ザ・フォーク・クルセダーズ バンド解散後に火がついた「帰って来たヨッパライ」
そうして作ったアルバムの中の一曲が「帰って来たヨッパライ」だった。曲は加藤、詞は知り合いから紹介された松山猛が書いた。レコーディング作業も加藤がほとんどをやった。北山の妹が英語の勉強のために持っていたオープンリールのテープレコーダーを使い、多重録音や早回しを繰り返し、あの独特の節回しが生まれた。最後に北山が「なぁおまえ」と神の声を吹き込み、曲は完成した。
アルバム300枚をプレスしたが、67年9月の解散コンサートでは、100枚しかさばけなかった。
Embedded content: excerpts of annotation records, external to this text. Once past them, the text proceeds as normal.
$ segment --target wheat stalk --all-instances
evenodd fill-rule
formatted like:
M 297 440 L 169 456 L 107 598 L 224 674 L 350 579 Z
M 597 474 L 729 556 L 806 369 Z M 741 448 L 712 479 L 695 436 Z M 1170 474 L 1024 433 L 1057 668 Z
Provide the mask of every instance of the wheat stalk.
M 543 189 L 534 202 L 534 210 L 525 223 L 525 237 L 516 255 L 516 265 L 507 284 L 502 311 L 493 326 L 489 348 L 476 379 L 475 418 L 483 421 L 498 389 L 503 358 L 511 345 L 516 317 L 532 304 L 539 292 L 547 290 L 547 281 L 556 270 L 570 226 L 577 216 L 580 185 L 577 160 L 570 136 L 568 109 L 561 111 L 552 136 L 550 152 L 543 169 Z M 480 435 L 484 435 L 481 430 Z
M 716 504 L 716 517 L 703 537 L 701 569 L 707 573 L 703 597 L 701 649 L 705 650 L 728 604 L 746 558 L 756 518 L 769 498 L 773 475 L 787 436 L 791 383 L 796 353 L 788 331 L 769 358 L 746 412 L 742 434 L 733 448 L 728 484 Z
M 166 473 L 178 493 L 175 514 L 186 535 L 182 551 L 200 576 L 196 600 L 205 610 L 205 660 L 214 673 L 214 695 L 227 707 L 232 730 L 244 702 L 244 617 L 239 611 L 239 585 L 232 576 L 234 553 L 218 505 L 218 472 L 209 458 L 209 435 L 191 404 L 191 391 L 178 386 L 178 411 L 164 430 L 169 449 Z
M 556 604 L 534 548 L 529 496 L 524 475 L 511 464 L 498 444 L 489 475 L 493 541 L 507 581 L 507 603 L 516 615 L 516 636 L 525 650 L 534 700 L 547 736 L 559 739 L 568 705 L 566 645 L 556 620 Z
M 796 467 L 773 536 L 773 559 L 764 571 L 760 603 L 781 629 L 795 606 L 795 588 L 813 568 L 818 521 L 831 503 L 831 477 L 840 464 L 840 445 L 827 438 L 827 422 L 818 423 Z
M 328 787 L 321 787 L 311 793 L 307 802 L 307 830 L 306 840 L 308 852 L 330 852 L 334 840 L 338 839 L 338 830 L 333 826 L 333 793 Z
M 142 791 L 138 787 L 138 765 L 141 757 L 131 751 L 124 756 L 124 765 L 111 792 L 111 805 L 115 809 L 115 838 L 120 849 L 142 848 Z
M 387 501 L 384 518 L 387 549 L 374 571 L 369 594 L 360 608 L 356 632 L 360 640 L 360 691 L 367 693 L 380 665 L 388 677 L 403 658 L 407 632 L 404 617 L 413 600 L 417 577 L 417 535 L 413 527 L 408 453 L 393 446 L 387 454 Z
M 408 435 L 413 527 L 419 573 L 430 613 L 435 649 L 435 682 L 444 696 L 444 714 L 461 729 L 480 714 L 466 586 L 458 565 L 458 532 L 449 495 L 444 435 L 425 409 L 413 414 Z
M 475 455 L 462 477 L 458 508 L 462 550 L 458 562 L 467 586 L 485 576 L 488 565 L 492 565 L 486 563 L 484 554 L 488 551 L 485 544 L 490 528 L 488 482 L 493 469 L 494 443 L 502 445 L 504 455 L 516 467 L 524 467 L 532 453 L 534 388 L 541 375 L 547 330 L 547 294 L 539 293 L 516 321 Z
残った200枚をどうしようかということになり、ラジオ局を回った。売るためだったが、露骨にイヤな顔をされるので「よければ、かけてください」とタダで渡すようになった。
そうして深夜放送で曲が流れ、レコード会社からもオファーがきたわけだが、すでにフォークルは解散。すると、北山は加藤に「もう1年だけやろう」と提案。ただ、もうひとりのメンバーである平沼は、家庭の事情でどうしても続けることができないという。そこで加藤が白羽の矢を立てたのが、関西のフォーク界では名を知られていた同志社大のはしだのりひこだった。